# Barcode Reader Open Source Bibliothek



## teppi (31. Juli 2005)

Hallo !

Ich hab nun schon eine Weile gesucht, aber nichts gescheites gefunden. Also ich suche nach einer Bibliothek, welche Barcodes in eingescannten Bildern lokalisieren und entschlüsseln kann. Falls jemandem so etwas schon mal über den Weg gelaufen ist, ich bin für jeden Hinweis sehr dankbar !!

Einen schönen Abend noch,
Stefan

PS: Ich flieg morgen abend ab in die Sonne, werde ab dann also leider nicht mehr antworten können 

PPS: Achja, das ist für ein Projekt an der Uni und sollte dehalb möglichst kostenlos sein.


----------



## marcel_m (4. Juli 2008)

Hallo zusammen!

Ich wärm diesen Beitrag mal wieder auf 
Hat jemand zufällig mittlerweile eine Bibliothek gefunden?
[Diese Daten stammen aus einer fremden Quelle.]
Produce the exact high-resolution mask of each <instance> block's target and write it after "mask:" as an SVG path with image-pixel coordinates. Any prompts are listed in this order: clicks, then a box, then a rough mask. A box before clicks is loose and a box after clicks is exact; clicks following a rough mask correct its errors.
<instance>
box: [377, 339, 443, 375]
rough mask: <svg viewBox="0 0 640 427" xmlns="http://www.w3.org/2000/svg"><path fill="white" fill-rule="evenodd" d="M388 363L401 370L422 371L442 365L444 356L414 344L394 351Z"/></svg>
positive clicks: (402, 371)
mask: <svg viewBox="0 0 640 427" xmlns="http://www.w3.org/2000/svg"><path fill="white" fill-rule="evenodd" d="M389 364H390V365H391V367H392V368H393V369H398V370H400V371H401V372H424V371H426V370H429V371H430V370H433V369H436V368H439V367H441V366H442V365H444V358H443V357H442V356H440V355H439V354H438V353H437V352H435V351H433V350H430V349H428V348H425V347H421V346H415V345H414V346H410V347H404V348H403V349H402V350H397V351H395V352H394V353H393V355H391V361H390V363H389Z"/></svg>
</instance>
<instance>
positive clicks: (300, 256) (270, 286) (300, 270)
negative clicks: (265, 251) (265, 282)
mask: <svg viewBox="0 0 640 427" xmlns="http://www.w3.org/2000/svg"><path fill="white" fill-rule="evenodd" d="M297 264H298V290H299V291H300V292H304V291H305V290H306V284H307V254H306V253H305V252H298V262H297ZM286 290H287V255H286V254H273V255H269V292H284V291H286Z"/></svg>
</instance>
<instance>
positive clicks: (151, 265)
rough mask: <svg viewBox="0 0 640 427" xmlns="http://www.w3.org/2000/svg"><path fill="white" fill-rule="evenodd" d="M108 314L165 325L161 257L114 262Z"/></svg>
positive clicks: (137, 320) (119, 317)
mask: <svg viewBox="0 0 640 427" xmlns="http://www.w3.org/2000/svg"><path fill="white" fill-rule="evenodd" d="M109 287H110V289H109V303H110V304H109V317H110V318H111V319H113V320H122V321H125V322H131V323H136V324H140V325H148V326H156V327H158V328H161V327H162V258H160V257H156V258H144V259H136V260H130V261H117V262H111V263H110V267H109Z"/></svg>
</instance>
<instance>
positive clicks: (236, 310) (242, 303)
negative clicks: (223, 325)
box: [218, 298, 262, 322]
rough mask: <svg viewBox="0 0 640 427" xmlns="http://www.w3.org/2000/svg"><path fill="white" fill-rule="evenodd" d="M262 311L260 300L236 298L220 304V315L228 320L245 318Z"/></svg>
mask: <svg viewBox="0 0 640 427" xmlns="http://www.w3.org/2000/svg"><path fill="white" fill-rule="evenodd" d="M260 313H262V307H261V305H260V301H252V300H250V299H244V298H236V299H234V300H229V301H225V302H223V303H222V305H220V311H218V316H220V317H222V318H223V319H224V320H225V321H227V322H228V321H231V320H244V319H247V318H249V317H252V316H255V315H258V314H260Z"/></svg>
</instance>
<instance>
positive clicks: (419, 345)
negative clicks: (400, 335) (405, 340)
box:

Viele Grüße und ein Dankeschön im Voraus!

Marcel


----------



## Thomas Darimont (5. Juli 2008)

Hallo,

schau mal hier:
http://code.google.com/p/zxing/

Die Lib wird auch von dem Google Android Challenge Gewinnerprojekt Android Scan verwendet:
http://scan.jsharkey.org/

Gruß Tom


----------



## socke999 (7. Juli 2008)

ich dachte immer, wenn man einen Barcodescanner hat und den dazu passenden Treiber, dann wird der abgelesene Code sozusagen "eingegeben" als wäre er auch nur mit einer Tastatur eingegeben worden, natürlich schon decodiert.
Aber ich weiß jetzt nicht genau was du mit bilder usw. meinst, warscheinlich aus einen normalen Bild von einer Kamera einen Barcode herauslesen oder?


----------